Apple Pay’s user numbers will almost double during 2017 to 86 million customers around the world, Juniper Research predicted.

In its latest market report, the analyst company said it expected Apple to continue to lead the OEM mobile payment market, ahead of Samsung Pay and Google’s Android Pay.

However, all three services are expected to experience growth, with Samsung’s base set to increase from 18 million users in 2016 to 34 million this year, and Android Pay moving from 12 million users in 2016 to 24 million by the end of 2017.

The analyst house predicted the combined user bases of the three would make up over half of the world’s mobile contactless payment users by 2021 – increasing their 41 per cent share at the end of 2016 to 56 per cent by the end of the forecast period.

In 2021, Juniper said the services would have a combined customer number of 500 million.

Strong competition
Juniper’s forecasts come as all three companies continue to expand services into new markets, but also as competition from other sectors heats up.
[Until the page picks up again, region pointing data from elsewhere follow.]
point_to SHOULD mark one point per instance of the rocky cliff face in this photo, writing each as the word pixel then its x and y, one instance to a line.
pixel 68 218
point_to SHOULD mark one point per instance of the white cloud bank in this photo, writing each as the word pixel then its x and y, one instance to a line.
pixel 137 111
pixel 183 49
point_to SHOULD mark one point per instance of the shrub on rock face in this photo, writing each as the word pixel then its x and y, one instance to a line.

Apple, Samsung and Google each increased the reach of their services during Q1 2017. During the period, India became Samsung’s 12th market, Apple added Ireland and is thought to be lining up Italy as its 15th market, and Android Pay rolled out in Belgium, its 10th deployment.

To gain a base of over half of the world’s mobile contactless payment users, as Juniper forecasts, Apple, Google and Samsung will have to overcome significant opposition from a range of companies. Rivals include banks, e-commerce giants, retailers, operators and official government schemes in some areas.

This is in addition to China’s dominant providers – Alipay and WeChat Pay with their huge customer numbers.

According to Chinese government statistics, almost 68 per cent of China’s mobile phone users made a payment with their handset in 2016. This equates to 469 million people – although its figure also takes into account non-point of sale payments, including remittance and person-to-person services.